RDM Consultation: Selection Guidelines for Researchers

The intended reuse purpose is crucial for the selection of research data for archiving in a research data center. Possible decision-making approaches for data selection include:

  • For further publications: For this purpose, referenced (=processed) data with additional documentation (metadata) are required.
  • For teaching: For this purpose, samples of original data and compiled data, including analysis steps, are meaningful.
  • For verification of research resultes: Referenced data, including analysis steps for the traceability of all results steps, should be included for this purpose.
  • For further analysis: If possible, all original data should be archived for this purpose.

It is up to researchers and data curators to decide which data are actually relevant for potential reuse. The following checklist can help in determining whether research data are worthy of archiving:

You can also support researchers by providing information and explanation on your website about relevant criteria and processes. For example, the Leibniz Institute for Psychology (ZPID) FDZ offers resources on “How can I submit my research data?” and topics related to data integrity and data selection.

Checklist for Clarifying the Archival Worthiness of Research Data

  • Are there any third-party requirements (e.g., from research funding institutions, data policies, institution guidelines) that make long-term storage necessary?
  • Do the data providers have the necessary usage rights for data sharing?
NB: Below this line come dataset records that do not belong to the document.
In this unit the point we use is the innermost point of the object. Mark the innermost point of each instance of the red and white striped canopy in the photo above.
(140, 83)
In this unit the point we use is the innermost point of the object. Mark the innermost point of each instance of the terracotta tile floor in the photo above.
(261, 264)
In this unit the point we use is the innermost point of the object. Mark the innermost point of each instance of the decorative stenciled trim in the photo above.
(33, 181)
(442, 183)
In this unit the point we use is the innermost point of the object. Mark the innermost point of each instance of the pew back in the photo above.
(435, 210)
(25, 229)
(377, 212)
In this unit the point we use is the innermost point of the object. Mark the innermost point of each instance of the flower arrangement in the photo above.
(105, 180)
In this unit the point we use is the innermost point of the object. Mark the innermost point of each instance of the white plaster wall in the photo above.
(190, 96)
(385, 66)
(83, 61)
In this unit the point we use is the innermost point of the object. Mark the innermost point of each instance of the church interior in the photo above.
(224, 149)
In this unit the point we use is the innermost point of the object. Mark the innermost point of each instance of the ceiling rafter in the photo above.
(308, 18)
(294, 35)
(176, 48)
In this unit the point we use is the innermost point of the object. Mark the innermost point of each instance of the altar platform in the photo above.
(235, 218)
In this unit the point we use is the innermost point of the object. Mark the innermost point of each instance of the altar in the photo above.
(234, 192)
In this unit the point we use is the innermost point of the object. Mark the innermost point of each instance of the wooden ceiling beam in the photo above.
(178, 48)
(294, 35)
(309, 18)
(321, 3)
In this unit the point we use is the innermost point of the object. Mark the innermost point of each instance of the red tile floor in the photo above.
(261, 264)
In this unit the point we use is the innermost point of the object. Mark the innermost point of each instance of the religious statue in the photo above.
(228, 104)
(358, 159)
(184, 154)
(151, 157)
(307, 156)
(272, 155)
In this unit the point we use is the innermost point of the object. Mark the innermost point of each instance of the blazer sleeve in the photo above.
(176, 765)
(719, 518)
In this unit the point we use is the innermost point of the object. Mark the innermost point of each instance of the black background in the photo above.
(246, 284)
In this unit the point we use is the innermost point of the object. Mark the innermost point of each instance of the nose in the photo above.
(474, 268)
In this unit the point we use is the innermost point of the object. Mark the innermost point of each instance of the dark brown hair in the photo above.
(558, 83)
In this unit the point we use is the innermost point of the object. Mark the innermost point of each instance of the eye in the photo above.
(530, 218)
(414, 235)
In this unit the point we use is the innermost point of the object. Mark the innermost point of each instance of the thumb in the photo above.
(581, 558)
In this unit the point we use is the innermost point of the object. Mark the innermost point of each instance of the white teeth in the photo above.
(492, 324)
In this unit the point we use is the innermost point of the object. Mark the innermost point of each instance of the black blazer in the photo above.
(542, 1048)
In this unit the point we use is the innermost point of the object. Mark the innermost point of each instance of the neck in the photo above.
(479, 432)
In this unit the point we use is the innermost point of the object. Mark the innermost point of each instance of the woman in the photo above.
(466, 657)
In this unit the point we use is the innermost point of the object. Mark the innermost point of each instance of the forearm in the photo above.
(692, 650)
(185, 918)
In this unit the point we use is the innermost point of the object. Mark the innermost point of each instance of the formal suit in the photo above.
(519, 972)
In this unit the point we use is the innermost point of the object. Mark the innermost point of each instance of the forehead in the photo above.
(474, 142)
Under what conditions do they “own” the data?
  • Are the collected data unique and not reproducible, or are the costs of reproduction higher than the costs of long-term storage?
  • Would a new data collection likely not yield better results?
  • Is there a high interest in reusing the research data?
  • Have the data not been fully (scientifically) explored yet?
  • Are the data typical or atypical for a research field, or are there unique research results?
  • Do the data have general or regional historical significance?
  • Is the data quality good in terms of technology and content?
  • Are descriptive metadata fully complete or can they be generated?
  • Can the necessary preservation metadata (reference, provenance, context, and persistence information, as well as access rights information) be provided?

[Source: Weber, Andreas and Piesche, Claudia. “4.2 Data Storage, Curation, and Long-Term Availability.” Practical Handbook of Research Data Management, edited by Markus Putnings, Heike Neuroth, and Janna Neumann, Berlin, Boston: De Gruyter Saur, 2021, pp. 327-356.]